Due to not connecting the dots between bad early parenting practices and later mental health problems, the USA is now CREATING MENTALLY ILL CHILDREN in large numbers.  This is a national disgrace.  We need to stop looking for the ACEs 10 traumas to explain preschoolers' mental health and instead look at the 'invisible ACES' of what these babies needed but did not get.  

 

I wish I was this articulate.  This is exactly what I have been trying to say and what every pediatric doctor, parent, citizen and anyone who cares about kids and the future has to understand.   We are undergoing sociocultural devolution incredibly rapidly and nothing we are doing is turning this around.   ACE screening is a distraction from creating social policies that promote the development of healthy child stress reactivity and healthy brain architecture, both of which occur only in the context of a safe and secure, consistent early attachment relationship. 

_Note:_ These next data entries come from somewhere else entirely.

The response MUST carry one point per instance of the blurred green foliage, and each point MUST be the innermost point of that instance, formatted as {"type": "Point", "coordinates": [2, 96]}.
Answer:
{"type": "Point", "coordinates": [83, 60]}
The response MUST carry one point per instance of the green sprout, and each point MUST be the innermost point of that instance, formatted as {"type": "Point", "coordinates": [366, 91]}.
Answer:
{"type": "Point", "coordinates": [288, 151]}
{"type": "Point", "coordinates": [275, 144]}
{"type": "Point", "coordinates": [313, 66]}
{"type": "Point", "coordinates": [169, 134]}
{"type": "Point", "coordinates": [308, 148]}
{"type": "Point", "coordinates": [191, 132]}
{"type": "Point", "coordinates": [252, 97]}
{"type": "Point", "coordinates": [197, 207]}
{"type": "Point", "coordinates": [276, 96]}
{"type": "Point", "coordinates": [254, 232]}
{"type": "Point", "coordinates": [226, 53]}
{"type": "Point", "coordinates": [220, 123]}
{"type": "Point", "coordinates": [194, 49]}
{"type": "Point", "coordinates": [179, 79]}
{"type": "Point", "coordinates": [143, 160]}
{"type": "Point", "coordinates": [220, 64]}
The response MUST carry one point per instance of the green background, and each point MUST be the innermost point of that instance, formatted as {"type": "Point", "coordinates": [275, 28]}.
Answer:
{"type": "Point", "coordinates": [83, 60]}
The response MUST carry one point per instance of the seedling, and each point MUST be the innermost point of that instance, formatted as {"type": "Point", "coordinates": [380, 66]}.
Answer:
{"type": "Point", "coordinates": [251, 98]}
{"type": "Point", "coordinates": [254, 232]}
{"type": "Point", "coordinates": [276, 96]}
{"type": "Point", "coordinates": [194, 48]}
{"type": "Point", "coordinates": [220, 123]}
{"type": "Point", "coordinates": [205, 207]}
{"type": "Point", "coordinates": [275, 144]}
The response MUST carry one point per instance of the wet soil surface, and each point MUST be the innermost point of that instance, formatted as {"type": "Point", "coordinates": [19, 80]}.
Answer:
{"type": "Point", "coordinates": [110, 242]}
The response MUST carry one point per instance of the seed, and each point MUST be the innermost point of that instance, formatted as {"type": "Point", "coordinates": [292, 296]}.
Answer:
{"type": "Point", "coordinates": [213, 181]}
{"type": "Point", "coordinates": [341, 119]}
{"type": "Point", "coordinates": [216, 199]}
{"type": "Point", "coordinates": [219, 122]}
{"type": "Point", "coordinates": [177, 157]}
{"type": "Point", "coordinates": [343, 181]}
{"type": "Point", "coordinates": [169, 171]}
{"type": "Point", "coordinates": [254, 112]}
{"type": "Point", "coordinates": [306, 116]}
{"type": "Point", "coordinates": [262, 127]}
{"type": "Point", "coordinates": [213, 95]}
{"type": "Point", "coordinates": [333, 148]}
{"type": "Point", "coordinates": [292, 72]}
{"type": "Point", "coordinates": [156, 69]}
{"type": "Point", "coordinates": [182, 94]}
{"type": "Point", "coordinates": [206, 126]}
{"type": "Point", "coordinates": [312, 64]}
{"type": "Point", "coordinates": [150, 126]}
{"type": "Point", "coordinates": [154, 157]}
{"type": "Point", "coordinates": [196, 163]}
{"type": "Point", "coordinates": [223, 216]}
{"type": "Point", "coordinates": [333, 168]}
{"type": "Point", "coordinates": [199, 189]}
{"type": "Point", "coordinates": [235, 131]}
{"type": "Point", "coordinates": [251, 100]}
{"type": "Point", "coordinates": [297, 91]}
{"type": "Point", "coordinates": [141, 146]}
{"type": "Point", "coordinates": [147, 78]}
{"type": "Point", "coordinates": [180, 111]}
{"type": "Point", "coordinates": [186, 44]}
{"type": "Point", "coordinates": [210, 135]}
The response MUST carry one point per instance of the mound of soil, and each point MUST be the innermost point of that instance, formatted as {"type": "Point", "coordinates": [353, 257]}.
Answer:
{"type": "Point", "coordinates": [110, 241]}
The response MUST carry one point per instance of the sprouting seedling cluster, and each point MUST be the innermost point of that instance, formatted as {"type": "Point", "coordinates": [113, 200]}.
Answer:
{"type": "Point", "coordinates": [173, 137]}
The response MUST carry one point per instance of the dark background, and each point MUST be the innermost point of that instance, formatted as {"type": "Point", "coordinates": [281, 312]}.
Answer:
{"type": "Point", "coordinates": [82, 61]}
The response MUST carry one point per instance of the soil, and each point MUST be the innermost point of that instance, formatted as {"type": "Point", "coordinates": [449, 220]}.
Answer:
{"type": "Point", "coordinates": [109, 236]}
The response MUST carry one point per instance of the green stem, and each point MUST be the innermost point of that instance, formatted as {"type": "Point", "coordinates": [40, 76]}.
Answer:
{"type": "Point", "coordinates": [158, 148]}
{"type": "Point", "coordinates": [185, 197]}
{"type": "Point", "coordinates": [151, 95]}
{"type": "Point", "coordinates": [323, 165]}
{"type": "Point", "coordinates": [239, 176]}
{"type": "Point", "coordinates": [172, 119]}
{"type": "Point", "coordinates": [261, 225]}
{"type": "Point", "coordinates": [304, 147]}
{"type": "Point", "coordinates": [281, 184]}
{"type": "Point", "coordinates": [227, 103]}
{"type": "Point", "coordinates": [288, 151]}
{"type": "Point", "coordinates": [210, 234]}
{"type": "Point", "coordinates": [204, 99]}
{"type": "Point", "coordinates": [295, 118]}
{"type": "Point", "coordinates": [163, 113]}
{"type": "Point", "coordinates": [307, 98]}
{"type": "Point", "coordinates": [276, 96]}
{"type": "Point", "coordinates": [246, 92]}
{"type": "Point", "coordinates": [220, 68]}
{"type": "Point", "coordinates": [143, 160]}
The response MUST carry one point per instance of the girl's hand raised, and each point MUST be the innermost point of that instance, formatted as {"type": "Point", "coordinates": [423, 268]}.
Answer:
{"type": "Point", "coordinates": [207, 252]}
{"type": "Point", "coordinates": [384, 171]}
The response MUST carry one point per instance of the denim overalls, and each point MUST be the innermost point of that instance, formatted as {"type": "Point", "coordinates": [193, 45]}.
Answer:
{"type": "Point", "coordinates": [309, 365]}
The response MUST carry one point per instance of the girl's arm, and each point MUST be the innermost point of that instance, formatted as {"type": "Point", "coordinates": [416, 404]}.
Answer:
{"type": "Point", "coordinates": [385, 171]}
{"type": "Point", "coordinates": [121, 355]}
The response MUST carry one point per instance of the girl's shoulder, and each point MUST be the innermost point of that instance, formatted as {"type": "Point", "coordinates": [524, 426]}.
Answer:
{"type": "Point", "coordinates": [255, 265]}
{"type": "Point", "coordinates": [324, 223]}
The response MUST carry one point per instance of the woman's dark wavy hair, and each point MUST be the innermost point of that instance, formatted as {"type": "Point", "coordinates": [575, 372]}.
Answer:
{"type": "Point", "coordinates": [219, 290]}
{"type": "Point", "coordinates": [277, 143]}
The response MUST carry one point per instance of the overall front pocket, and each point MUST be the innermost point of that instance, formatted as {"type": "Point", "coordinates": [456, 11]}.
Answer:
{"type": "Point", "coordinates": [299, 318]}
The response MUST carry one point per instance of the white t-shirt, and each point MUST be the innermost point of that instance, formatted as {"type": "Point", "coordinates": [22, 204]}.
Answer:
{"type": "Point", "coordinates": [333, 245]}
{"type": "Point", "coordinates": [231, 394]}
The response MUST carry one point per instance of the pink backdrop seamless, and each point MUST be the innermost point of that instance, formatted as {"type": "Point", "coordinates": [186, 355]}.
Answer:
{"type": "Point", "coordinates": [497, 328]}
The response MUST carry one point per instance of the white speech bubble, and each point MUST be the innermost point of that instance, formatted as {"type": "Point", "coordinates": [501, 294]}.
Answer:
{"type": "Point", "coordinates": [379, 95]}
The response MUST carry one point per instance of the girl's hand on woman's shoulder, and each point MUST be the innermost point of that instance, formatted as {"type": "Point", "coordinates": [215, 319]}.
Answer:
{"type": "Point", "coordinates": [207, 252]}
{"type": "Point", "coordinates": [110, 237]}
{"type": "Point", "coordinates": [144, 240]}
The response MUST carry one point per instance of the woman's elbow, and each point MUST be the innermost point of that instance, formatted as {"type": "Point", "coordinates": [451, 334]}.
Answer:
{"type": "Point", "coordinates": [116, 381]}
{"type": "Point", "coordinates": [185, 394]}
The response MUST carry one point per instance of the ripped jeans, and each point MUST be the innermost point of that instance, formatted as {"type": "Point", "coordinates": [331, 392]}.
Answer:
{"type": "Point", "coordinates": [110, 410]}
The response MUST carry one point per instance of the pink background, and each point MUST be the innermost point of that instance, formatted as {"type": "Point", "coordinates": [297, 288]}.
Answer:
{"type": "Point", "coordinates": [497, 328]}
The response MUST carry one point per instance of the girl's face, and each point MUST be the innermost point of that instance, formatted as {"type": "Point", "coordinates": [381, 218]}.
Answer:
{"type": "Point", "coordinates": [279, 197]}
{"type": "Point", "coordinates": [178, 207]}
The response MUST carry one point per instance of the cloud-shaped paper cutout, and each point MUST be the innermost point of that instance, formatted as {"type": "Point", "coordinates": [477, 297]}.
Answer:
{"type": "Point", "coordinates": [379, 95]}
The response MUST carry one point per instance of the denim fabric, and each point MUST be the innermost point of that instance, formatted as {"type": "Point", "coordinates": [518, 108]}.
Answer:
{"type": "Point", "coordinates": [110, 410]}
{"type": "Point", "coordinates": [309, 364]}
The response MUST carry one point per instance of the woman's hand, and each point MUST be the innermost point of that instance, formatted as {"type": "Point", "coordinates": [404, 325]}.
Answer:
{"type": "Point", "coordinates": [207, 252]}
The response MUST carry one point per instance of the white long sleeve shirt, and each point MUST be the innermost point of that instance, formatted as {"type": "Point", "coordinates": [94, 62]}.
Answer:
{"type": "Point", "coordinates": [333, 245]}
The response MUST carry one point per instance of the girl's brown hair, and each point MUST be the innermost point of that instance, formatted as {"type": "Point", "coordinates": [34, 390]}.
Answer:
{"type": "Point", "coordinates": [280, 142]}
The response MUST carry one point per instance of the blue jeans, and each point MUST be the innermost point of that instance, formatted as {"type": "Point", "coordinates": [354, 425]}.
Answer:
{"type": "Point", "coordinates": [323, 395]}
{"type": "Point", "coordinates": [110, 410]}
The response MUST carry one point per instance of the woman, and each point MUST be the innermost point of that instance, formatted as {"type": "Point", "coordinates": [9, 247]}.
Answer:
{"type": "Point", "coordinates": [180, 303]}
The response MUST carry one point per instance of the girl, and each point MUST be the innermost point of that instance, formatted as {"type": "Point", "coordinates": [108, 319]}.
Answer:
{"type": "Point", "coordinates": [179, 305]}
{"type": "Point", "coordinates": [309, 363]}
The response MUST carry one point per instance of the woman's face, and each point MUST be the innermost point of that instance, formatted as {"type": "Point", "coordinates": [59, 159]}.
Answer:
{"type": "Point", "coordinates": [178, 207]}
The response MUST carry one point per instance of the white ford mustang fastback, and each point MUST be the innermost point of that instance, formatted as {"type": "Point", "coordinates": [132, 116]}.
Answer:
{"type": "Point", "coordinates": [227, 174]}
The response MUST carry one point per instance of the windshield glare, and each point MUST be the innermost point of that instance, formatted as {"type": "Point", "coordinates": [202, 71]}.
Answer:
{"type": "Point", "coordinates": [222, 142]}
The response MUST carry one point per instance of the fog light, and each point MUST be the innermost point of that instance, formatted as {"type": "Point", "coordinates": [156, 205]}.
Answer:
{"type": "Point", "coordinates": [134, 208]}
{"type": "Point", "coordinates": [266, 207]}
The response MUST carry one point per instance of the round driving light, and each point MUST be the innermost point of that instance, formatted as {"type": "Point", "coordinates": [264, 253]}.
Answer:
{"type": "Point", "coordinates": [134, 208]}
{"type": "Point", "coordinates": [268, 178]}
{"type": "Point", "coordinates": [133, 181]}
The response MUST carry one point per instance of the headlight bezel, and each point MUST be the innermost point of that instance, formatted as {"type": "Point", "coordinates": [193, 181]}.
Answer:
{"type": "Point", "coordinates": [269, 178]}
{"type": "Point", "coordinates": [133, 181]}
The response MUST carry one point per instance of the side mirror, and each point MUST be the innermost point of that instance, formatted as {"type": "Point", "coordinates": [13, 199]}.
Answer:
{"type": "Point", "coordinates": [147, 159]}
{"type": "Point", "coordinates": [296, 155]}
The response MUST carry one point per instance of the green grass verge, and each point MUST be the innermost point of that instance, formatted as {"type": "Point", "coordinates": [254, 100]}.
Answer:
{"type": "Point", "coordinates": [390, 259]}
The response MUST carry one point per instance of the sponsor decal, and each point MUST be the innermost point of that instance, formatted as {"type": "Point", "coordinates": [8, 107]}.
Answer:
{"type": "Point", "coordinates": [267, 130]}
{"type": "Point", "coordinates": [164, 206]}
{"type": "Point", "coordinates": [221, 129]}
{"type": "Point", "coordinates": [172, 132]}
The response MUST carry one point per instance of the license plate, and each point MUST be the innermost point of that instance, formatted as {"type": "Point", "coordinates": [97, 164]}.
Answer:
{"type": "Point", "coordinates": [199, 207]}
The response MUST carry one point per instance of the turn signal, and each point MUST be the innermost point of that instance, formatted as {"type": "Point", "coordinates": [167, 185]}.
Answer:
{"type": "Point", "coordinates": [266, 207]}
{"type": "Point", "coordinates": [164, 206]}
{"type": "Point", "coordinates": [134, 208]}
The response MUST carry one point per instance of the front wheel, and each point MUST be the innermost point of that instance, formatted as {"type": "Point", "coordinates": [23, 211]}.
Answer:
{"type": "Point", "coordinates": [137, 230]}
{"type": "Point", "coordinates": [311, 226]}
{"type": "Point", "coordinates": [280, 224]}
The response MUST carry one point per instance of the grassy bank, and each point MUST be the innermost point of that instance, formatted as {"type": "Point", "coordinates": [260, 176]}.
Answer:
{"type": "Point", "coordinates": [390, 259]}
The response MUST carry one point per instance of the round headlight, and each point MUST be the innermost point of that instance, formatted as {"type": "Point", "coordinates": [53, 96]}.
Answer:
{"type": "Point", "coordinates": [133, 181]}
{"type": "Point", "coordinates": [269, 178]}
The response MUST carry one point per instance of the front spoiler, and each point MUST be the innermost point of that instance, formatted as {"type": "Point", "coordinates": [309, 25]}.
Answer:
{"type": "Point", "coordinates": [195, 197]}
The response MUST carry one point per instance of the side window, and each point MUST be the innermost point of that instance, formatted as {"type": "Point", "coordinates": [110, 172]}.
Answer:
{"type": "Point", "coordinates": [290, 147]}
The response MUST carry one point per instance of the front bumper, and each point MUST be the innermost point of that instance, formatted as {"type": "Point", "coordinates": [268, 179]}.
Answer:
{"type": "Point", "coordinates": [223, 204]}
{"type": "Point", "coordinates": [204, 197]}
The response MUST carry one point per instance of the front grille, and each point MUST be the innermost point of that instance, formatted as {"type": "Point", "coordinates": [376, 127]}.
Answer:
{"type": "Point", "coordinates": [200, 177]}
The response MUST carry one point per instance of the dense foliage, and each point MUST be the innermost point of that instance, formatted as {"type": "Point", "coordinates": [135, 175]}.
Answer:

Last edited by Former Member

These early-arriving mental health problems, now seen in SCHOOL AGED children, point to the marked increase in the trauma these children have faced 0-5.  AKA, attachment problems.  These problems and traumas did not exist in huge numbers a generation or so ago when most children were, at least in infancy, cared for by their mothers.   The first center-based group infant day care arrived in 1985.  Now it is ubiquitous.

The main trauma that can befall a preschooler 0-5 is failing to achieve a secure attachment with one's mother or mother-substitute.   The main Anti-ACE in that period is making a secure attachment..... that leads to self value, emotional self regulation, and self-efficacy.

Can we please recognize as a society that child mental health is PLUNGING and it is not explained by 'better/earlier diagnosis' or 'less stigma,' but rather there being more DEVELOPMENTAL traumas in early life?  The bad mental health of grade schoolers is evidence of diminished nurture of our littlest kids.

Due to not connecting the dots between bad early parenting practices and later mental health problems, the USA is now CREATING MENTALLY ILL CHILDREN in large numbers.  This is a national disgrace.  We need to stop looking for the ACEs 10 traumas to explain preschoolers' mental health and instead look at the 'invisible ACES' of what these babies needed but did not get.  

 

This is the path to drugging trauma. Doctors have one tool, a prescription pad.  The family doctor is in no position to reverse psychosocial dysfunction or sociocultural degradation (a term I saw in something Dr. B. Perry wrote).    The family doctor should not be put in a position to medicate kids or adults so that they are numb to the developmental effects of inadequate parenting and a cold and callous society that allows poor kids to sleep in tents and cars w/ little tangible concern for their wellbeing.   This would only worsen the damage being done and cause moral injury for physicians as we are pushed to harm our patients. The push for doctors to fix psychosocial problems with a prescription pad created the opioid epidemic and we don’t need to do this again.